Un danno per l’ambiente che verrebbe totalmente eliminato con l’entrata in funzione dell’impianto di affinamento. La tolleranza è pari a zero quando è in discussione la tutela del nostro territorio e la salute dei nostri cittadini”.

Già: ma che ne sarà della salute dei villeggianti di Specchiolla la prossima estate, visto che in previsione dell'attivazione del depuratore sono già state smantellate le vasche dove andava a confluire la fogna? La presa di posizione della Provincia, che si ispira al Piano regionale di tutela delle acque, è stata accolta con imbarazzo al Comune di Carovigno: “Ho parlato con il presidente Ferrarese - spiega il primo cittadino e mi ha assicurato che sarà individuata una soluzione. Ne prendo atto e al momento non aggiungo altro, limitandomi semplicemente a fare chiarezza su un paio di punti".

"Primo: ogni passo sino ad oggi compiuto in sede di conferenze di servizi ha visto l’Amministrazione comunale operare di concerto con la Provincia. Secondo: la custodia dell’impianto sta gravando sulle spalle del Comune di Carovigno, costretto a impegnare 20 mila euro al mese per garantire il servizio di guardiania, resosi necessario - conclude Zizza - a causa dei gravi furti già perpetrati”.

Dura, intanto, la posizione dei Comunisti italiani: “No al depuratore perché inquina? Sino ad oggi, invece, cosa è finito in  mare? Chi si oppone oggi al depuratore, in realtà non vuole tener conto della situazione di disagio che  vive la cittadinanza: per la salute,  per il costo economico e per l’ambiente”, attacca, a nome del direttivo cittadino, Tonino Mosaico.  “Sul nostro  litorale, in estate, la presenza di persone aumenta di decine di migliaia. Tale situazione - prosegue Mosaico - determina uno sversamento di acque non depurate, nella falda. Il risultato è: Inquinamento della falda acquifera dell’intero litorale; rischio di malattie, cattivi odori emanati dagli sversamenti”.
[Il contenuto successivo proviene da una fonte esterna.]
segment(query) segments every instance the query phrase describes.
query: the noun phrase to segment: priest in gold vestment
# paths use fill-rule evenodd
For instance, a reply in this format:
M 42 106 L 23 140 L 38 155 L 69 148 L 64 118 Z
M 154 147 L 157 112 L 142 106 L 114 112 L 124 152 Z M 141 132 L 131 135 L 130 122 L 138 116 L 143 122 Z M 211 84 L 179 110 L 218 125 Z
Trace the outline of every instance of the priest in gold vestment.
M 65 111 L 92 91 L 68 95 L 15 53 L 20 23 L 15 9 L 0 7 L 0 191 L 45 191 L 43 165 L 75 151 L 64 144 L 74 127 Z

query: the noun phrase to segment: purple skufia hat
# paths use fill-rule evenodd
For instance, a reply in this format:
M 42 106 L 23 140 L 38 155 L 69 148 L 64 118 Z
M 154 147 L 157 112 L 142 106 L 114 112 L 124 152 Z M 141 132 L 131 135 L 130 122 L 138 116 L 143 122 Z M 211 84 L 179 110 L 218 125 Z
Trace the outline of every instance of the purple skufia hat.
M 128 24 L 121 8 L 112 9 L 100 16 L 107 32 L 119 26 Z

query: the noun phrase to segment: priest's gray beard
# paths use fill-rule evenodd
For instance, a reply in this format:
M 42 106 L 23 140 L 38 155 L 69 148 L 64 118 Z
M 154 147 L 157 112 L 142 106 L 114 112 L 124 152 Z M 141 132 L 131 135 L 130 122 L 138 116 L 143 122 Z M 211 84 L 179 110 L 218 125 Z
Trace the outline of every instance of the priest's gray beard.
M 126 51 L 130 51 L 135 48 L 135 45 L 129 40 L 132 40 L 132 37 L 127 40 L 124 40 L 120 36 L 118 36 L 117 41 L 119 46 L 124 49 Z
“Chi si oppone al depuratore - conclude Mosaico - favorisce consapevolmente o inconsapevolmente strani poteri economici e politici. E’ necessaria una forte   attenzione alle problematiche che determinano l’intero processo di depurazione delle acque. Per la città di Carovigno e le sue Marine non è più rinviabile la realizzazione del depuratore”.